Truck drivers don’t want the SSPDF patrolling the roadway, say there is a lot of checkpoints and extortion on the Juba-Nimule highway.
The government has said that it is dedicated to ensuring security for truck drivers and other travelers along the Juba-Nimule Highway, as well as reducing extortion.
For the 13th day in a row, commercial truck drivers have refused to enter South Sudan, alleging arbitrary murders and highway banditry. The freight truck drivers claim they do not trust the security guarantees given by South Sudanese troops.
It is also claimed that the negotiations collapsed when the SSDF, who had traveled to Elegu for the talks, refused to enter the Ugandan side unarmed.

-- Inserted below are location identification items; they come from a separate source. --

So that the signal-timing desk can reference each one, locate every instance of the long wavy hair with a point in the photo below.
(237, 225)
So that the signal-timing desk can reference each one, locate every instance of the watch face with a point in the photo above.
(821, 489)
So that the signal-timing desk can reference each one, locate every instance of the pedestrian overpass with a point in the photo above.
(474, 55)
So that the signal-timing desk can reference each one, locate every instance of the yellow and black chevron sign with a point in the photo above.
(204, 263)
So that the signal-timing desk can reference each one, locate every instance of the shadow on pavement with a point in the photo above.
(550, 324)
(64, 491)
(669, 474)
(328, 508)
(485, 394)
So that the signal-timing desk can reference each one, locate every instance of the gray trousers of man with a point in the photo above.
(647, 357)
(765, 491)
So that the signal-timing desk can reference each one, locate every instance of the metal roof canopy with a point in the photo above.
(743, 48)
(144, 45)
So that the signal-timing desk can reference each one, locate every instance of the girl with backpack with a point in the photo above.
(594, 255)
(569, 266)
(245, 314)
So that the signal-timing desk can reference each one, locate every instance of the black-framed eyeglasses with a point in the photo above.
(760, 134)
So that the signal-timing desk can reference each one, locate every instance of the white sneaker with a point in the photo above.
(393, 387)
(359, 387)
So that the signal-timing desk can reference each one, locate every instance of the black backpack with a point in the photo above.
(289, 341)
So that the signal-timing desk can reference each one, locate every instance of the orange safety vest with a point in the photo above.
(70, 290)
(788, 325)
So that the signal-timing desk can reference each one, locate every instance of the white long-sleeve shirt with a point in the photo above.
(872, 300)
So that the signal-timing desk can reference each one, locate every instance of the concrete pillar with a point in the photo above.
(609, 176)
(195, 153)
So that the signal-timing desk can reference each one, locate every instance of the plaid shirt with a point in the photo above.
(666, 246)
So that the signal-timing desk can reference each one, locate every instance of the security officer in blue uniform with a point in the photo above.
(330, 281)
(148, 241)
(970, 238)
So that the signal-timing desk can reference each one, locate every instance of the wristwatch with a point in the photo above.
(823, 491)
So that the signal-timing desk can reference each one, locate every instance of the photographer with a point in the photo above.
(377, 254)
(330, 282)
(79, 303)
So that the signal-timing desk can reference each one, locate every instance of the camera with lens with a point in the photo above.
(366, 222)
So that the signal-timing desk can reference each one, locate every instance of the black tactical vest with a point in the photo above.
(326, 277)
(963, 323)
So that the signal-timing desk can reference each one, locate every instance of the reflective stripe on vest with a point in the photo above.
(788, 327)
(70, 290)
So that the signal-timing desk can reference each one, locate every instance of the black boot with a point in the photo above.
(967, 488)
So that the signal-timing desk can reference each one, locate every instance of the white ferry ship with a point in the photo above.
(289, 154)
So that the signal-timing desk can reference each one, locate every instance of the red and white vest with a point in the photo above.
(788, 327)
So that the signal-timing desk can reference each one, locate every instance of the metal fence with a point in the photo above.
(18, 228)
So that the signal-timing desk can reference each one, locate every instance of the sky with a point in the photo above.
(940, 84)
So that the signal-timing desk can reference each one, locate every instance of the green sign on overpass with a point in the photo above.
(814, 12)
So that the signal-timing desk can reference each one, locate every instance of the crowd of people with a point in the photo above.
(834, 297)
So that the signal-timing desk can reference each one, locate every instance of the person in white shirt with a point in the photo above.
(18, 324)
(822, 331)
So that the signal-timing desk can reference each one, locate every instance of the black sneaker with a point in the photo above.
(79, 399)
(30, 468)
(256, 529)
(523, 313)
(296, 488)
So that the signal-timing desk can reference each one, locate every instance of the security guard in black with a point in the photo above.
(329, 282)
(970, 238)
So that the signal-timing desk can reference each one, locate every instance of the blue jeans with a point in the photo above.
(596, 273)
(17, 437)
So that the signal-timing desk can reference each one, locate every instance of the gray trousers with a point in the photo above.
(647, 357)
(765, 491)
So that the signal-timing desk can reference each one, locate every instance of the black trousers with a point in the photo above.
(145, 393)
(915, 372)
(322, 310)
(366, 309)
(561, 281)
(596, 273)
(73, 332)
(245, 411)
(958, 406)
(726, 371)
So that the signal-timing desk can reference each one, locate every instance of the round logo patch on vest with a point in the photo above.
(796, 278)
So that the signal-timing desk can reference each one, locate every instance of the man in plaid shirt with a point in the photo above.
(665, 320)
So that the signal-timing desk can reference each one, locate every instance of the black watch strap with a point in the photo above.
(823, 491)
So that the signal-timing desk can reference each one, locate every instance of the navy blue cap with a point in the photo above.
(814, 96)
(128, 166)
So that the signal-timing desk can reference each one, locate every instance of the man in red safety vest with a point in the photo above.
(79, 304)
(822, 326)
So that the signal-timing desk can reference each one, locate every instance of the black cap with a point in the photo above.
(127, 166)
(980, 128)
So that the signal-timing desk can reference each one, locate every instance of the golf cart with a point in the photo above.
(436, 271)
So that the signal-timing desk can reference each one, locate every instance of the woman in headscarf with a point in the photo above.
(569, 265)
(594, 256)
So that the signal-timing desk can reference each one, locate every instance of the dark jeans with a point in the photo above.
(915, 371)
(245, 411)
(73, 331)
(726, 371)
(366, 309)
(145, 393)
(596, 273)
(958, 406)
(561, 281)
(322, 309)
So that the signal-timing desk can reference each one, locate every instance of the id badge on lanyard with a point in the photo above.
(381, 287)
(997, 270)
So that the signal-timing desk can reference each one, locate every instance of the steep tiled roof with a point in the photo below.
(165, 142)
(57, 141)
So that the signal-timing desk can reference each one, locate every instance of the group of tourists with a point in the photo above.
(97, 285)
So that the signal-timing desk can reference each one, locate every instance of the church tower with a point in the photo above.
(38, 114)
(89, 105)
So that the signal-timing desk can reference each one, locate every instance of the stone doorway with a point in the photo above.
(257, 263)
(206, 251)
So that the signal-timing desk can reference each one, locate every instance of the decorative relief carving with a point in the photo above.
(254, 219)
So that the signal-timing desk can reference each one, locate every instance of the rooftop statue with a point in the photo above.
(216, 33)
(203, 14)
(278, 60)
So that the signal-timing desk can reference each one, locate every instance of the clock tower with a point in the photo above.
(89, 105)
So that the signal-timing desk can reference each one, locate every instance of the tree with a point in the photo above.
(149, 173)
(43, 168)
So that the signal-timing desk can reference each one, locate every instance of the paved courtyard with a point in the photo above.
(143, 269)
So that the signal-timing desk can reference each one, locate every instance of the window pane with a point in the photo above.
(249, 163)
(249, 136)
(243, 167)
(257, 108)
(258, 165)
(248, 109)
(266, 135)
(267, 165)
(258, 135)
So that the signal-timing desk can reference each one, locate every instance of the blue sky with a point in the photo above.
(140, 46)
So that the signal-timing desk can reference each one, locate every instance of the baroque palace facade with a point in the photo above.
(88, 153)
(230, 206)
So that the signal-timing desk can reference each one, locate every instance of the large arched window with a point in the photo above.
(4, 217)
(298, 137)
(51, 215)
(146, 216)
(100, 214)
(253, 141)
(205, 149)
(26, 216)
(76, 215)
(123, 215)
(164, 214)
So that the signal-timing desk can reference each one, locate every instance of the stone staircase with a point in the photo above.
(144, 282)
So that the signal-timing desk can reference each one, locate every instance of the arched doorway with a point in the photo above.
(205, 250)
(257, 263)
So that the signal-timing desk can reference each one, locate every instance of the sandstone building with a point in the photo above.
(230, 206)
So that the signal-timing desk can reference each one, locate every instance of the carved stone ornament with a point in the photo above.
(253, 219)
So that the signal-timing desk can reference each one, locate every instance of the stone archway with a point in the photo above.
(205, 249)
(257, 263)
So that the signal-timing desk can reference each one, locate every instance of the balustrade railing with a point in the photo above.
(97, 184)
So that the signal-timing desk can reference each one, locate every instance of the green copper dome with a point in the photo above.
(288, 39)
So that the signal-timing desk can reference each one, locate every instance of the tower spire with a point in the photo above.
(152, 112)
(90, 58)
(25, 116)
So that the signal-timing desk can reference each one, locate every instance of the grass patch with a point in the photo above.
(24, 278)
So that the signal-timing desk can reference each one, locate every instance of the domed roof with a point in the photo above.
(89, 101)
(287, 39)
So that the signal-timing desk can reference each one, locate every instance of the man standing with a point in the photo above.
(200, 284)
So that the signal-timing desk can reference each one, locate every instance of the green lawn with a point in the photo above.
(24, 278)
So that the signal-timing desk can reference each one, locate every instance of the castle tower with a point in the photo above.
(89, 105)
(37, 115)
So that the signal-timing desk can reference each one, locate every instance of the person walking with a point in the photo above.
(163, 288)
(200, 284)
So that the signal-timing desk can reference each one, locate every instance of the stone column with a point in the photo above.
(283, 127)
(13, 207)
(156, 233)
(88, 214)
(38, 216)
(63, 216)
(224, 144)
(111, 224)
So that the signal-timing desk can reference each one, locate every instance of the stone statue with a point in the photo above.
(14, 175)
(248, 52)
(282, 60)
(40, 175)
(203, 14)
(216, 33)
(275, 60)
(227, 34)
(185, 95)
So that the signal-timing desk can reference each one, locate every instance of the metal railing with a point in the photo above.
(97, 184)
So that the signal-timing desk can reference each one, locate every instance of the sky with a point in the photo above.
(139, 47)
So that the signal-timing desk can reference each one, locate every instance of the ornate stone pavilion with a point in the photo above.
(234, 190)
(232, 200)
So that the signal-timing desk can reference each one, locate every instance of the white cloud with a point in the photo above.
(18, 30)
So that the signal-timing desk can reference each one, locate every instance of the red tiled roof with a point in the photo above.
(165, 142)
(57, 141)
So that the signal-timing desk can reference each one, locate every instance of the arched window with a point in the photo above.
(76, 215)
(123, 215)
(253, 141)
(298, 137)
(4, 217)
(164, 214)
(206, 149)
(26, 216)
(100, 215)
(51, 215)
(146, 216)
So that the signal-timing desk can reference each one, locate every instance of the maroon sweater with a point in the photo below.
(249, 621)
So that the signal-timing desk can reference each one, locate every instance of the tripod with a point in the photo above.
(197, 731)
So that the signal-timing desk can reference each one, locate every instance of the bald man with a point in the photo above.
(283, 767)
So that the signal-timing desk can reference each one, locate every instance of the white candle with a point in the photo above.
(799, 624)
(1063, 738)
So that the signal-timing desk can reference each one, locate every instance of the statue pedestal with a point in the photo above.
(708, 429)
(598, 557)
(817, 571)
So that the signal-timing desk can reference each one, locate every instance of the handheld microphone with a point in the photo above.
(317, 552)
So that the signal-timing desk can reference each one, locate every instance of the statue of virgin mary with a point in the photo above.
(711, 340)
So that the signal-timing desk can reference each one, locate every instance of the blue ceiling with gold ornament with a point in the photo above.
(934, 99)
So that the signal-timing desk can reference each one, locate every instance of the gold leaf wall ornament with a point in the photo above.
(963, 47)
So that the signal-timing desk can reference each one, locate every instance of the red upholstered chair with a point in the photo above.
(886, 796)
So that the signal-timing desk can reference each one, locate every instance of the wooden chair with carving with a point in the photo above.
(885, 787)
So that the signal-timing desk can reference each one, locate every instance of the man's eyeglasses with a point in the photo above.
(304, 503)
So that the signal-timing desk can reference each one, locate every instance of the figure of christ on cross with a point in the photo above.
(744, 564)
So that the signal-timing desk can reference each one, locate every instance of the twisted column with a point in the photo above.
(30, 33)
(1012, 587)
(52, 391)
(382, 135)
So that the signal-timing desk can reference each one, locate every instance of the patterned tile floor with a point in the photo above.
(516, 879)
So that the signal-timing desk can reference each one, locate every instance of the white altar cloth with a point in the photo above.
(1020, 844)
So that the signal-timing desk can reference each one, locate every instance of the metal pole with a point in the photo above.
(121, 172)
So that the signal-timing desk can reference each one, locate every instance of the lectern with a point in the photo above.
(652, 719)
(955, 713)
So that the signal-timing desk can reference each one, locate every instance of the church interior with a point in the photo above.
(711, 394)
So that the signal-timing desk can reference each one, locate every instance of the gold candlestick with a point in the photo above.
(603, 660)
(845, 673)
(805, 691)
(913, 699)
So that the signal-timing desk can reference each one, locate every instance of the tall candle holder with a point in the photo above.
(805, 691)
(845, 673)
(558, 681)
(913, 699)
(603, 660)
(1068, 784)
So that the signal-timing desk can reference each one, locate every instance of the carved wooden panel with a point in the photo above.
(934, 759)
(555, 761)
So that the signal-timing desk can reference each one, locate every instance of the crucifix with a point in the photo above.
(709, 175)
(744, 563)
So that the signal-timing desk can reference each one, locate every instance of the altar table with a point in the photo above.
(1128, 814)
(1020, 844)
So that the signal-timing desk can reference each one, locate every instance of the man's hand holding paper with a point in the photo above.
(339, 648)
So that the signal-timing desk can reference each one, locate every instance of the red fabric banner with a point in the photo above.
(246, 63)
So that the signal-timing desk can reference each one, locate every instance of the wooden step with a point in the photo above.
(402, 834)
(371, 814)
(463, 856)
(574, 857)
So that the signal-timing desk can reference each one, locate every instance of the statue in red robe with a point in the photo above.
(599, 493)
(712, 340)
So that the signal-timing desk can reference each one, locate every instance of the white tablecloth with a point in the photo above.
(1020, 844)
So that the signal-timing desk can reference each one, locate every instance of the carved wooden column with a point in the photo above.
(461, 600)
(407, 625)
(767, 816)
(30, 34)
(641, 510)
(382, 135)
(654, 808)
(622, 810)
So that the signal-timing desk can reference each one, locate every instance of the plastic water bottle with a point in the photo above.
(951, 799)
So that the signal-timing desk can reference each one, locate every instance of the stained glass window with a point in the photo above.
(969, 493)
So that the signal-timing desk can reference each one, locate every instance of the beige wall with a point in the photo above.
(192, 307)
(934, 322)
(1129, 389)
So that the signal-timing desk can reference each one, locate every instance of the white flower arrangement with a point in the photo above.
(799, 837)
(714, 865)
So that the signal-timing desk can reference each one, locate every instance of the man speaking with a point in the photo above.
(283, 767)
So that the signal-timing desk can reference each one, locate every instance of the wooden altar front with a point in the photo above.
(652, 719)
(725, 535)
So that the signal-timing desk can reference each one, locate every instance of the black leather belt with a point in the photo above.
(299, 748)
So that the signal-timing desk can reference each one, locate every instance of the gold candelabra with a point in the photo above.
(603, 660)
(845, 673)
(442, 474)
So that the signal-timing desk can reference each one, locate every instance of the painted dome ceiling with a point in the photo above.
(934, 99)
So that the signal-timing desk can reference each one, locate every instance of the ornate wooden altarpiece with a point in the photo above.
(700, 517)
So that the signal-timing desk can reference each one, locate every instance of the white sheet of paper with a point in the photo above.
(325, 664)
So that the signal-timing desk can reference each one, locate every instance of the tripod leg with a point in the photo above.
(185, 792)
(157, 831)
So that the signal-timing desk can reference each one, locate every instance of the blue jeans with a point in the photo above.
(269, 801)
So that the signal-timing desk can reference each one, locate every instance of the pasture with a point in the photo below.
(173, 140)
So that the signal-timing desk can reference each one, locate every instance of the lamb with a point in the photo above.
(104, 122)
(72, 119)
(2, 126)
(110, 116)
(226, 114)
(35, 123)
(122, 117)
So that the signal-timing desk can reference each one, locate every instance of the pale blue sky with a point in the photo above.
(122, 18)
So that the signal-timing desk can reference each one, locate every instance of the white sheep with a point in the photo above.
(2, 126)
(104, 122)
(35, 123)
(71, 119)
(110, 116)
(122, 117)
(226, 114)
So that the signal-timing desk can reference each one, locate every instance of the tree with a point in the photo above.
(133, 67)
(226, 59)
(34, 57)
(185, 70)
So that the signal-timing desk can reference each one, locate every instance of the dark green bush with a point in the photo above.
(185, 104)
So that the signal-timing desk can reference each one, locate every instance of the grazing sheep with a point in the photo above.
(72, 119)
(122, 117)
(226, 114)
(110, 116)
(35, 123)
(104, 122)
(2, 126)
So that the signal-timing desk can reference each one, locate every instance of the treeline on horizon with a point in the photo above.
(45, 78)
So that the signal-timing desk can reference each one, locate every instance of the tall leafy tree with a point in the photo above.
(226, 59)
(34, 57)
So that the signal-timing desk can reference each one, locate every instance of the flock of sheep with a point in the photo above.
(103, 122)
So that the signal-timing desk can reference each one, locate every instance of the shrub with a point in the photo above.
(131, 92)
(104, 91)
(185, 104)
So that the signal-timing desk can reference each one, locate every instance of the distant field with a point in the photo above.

This led Kenyan and Ugandan drivers to seek a combined security escort from Uganda and South Sudan, a request that Juba rejected. “We don’t want the SSPDF patrolling the roadway. “I was ambushed and fired at, and my turn boy was killed,” a Ugandan trucker told NTV Uganda over the weekend.
“First and foremost, there are many checkpoints. Money extortion is common, as are kidnappings. So, even if they discussed security, I’m fairly confident they didn’t discuss extortion and other criminal actions on the road.”
According to a statement published on Monday by the Ministry of Foreign Affairs and International Cooperation, a combined team of the SSPDF and police would protect all passengers.
It states that any roadblocks that create delays must be eliminated. The strike started late last month in response to the deaths of two Kenyan freight drivers. The effect of the 11-day strike is already being felt in South Sudan, with commodity prices skyrocketing.
A liter of fuel, which was 300 pounds last week, is now 500 pounds. Other products are likewise gradually increasing in price. A similar strike by freight truck drivers in April 2021 disrupted commerce and increased market prices throughout the nation.
After the SSPDF placed troops along the highways linking Juba to Nimule, and Yei up to Kaya — to guarantee safe passage for passengers and commercial products – the truck drivers called off their protest. It is unclear how this agreement was terminated.
South Sudan, a landlocked nation, relies nearly completely on imports, the majority of which come from Kenya and Uganda.